Justus Ndukaife, assistant professor of electrical engineering, has been awarded the Office of Naval Research’s Young Investigator Program (YIP) Award for 2024 to continue his innovative research in thermal emission.
Ndukaife is one of 24 recipients from over 220 applicants who will share nearly $18 million in funding to conduct novel scientific research that will benefit science and technology for the Department of the Navy. Typical grants are $750,000 over a three-year period.
Ndukaife’s research will focus on “Engineering Thermal Emission Using Bound States in the Continuum (BIC).” In July, he and his team of researchers published a paper in Nature’s Light: Science and Applications journal reporting the first experimental demonstration of BIC for optofluidic control.
Also in July, Ndukaife received a $1.9 million Maximizing Investigators’ Research Award from the National Institute of General Medical Sciences to back his project to expand the fundamental understanding of nanoscale sub-cellular particles using next generation optical tweezers.

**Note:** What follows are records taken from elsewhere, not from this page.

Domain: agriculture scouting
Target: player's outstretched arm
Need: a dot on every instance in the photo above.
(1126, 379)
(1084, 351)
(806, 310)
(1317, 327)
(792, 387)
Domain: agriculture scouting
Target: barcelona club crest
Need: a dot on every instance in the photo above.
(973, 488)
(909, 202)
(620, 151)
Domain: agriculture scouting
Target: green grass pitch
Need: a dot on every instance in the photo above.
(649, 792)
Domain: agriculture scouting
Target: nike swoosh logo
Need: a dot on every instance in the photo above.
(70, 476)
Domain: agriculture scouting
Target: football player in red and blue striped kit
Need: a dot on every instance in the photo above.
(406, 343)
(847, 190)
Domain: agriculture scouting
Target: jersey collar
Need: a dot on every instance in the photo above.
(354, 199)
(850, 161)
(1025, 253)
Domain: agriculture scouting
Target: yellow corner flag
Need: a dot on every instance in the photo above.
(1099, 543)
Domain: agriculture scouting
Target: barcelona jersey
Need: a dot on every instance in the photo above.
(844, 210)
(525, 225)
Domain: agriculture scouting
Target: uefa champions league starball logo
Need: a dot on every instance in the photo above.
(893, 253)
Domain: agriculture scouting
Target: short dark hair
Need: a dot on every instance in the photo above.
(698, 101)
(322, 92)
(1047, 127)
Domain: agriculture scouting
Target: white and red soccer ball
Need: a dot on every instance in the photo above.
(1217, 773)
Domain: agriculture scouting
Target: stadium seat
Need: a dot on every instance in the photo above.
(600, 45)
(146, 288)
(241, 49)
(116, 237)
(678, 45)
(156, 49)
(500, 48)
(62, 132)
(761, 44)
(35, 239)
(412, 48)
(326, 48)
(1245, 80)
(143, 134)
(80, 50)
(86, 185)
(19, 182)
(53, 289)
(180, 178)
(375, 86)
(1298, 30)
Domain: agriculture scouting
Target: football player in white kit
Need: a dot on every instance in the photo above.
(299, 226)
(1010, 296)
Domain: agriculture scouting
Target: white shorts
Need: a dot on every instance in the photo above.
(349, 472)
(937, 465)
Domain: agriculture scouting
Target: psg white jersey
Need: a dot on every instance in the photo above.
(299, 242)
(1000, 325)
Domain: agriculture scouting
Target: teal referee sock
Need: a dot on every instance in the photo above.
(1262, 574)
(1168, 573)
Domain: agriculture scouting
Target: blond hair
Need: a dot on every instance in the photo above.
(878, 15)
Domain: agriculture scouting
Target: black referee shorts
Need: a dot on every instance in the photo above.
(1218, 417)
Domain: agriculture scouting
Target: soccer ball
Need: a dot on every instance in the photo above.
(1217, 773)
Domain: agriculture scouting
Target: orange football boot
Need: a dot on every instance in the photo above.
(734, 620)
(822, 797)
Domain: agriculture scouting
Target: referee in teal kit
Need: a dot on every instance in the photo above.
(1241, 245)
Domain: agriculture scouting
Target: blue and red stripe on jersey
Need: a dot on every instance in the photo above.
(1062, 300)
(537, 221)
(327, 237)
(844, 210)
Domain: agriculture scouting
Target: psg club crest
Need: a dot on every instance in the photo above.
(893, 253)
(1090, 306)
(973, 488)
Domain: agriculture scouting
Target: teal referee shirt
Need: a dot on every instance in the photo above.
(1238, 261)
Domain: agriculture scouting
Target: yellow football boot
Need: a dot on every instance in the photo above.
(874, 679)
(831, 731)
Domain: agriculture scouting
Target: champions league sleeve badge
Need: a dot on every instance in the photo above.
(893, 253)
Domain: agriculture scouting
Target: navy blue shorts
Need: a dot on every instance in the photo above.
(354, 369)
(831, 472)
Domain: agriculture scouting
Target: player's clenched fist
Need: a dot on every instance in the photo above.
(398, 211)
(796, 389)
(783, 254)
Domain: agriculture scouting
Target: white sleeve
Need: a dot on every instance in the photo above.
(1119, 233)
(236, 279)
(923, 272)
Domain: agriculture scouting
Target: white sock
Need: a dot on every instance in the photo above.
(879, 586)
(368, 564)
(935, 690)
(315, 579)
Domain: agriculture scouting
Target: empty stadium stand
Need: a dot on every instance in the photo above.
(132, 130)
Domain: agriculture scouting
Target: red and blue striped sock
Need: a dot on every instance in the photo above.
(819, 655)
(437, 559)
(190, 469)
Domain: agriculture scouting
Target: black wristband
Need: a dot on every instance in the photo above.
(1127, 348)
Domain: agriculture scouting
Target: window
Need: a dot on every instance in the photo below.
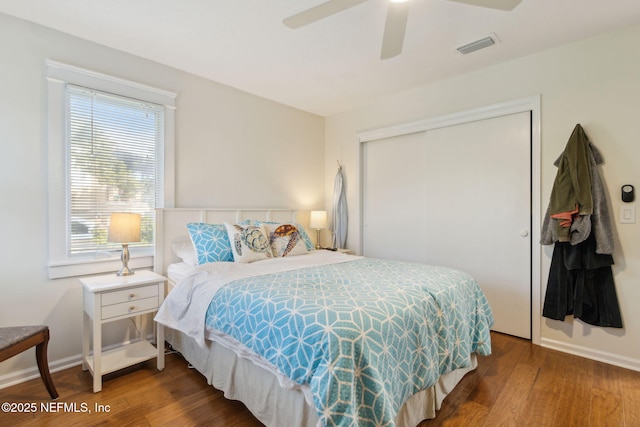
(111, 149)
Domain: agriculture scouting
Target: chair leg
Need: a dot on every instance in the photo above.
(43, 366)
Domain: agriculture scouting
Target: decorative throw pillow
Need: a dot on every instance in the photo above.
(248, 242)
(303, 234)
(285, 240)
(186, 252)
(211, 242)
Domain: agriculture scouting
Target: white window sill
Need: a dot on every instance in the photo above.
(97, 265)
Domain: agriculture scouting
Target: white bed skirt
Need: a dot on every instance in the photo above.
(261, 392)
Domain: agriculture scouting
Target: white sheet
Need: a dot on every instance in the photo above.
(186, 305)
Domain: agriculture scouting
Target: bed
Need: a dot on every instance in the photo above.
(315, 337)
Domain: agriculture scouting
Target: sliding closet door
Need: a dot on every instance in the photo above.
(458, 196)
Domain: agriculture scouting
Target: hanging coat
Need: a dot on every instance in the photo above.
(339, 224)
(580, 278)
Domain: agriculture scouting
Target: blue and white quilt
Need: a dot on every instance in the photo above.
(364, 335)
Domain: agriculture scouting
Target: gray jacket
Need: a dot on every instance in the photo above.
(599, 221)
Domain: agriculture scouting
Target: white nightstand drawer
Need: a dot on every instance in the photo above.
(116, 297)
(129, 307)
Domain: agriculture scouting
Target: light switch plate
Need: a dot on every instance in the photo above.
(627, 214)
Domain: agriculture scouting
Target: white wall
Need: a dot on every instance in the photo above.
(595, 83)
(232, 150)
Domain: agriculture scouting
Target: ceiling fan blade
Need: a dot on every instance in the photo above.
(319, 12)
(492, 4)
(394, 30)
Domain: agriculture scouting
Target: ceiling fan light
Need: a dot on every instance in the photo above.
(487, 41)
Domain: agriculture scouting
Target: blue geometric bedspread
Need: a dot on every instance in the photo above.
(365, 335)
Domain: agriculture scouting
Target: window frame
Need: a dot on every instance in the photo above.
(58, 76)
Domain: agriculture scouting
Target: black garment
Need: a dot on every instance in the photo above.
(581, 283)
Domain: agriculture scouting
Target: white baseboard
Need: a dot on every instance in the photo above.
(589, 353)
(13, 378)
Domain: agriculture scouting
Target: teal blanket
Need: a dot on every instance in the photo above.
(365, 335)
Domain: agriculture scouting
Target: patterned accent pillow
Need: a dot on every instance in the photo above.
(285, 240)
(210, 242)
(305, 237)
(248, 242)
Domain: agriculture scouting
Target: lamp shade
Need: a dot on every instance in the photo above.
(318, 219)
(124, 227)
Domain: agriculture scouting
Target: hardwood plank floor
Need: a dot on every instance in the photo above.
(518, 385)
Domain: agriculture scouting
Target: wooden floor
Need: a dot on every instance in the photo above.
(519, 385)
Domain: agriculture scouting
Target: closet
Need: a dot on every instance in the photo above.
(457, 193)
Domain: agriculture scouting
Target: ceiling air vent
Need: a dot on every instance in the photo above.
(490, 40)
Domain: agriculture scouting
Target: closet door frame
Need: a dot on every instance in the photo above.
(531, 104)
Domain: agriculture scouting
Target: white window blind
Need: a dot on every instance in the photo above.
(114, 164)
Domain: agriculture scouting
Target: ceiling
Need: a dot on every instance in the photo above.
(332, 65)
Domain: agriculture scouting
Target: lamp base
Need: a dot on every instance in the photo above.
(318, 239)
(125, 270)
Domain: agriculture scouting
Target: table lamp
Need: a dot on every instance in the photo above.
(124, 228)
(318, 220)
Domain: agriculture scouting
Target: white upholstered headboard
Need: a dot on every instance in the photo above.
(171, 226)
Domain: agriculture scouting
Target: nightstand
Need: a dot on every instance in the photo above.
(346, 251)
(108, 298)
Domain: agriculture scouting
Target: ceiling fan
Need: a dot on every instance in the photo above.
(396, 21)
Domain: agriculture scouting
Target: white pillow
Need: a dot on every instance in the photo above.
(285, 240)
(248, 242)
(186, 252)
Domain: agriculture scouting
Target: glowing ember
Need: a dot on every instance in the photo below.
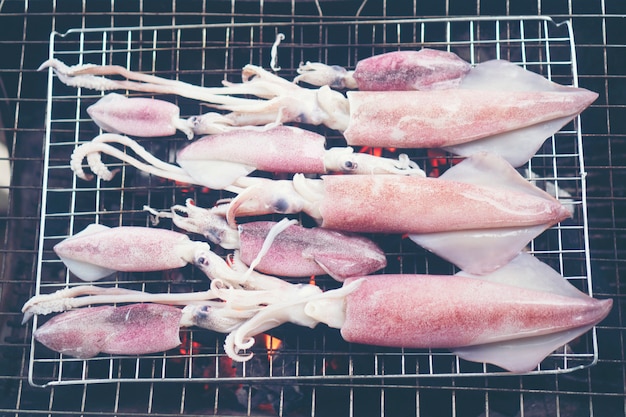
(272, 344)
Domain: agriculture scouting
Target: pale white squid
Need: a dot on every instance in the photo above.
(497, 107)
(478, 215)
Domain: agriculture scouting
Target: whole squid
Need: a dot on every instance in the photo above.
(497, 107)
(150, 324)
(478, 215)
(513, 317)
(274, 248)
(219, 161)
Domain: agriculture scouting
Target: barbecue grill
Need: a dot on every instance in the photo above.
(296, 371)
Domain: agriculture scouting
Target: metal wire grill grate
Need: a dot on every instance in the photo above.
(71, 204)
(598, 390)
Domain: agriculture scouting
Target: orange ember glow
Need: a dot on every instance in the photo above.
(374, 151)
(188, 347)
(272, 344)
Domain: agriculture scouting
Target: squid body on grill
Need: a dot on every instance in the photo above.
(478, 215)
(426, 69)
(513, 317)
(219, 161)
(282, 249)
(289, 251)
(497, 107)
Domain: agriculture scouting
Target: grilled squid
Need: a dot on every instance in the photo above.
(219, 161)
(290, 251)
(513, 317)
(497, 107)
(478, 215)
(426, 69)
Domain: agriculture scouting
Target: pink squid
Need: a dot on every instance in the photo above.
(513, 317)
(478, 215)
(293, 251)
(99, 251)
(220, 160)
(281, 248)
(497, 107)
(425, 69)
(134, 329)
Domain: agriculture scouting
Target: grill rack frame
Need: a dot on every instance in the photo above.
(46, 219)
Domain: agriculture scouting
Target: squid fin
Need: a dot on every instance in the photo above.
(482, 251)
(518, 146)
(524, 354)
(521, 355)
(488, 169)
(478, 251)
(84, 270)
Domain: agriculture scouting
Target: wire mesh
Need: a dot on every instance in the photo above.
(192, 54)
(598, 390)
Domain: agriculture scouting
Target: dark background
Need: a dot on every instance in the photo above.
(601, 50)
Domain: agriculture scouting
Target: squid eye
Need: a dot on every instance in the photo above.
(281, 205)
(349, 165)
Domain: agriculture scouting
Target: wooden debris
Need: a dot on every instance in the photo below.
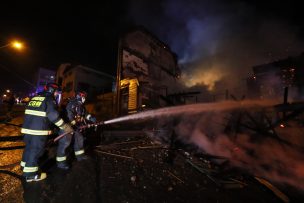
(204, 171)
(275, 190)
(148, 147)
(116, 155)
(171, 174)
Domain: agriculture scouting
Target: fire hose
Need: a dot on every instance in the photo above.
(80, 128)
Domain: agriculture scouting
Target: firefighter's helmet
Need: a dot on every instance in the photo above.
(52, 87)
(81, 96)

The development of optical tweezers was recognized with the 2018 Nobel Prize in Physics for their efficacy in trapping single cells and larger EVs (extracellular vesicles). Ndukaife developed the first-ever opto-thermo-electrohydrodynamic tweezers that can trap and manipulate objects on the sub-10 nanometer scale at Vanderbilt in 2020.
Founded in 1985, the ONR YIP is one of the nation’s oldest and most selective basic-research, early-career awards in science and technology. Its purpose is to fund tenure-track academic researchers, or equivalent, whose scientific pursuits show outstanding promise for supporting the Department of Defense, while also promoting their professional development.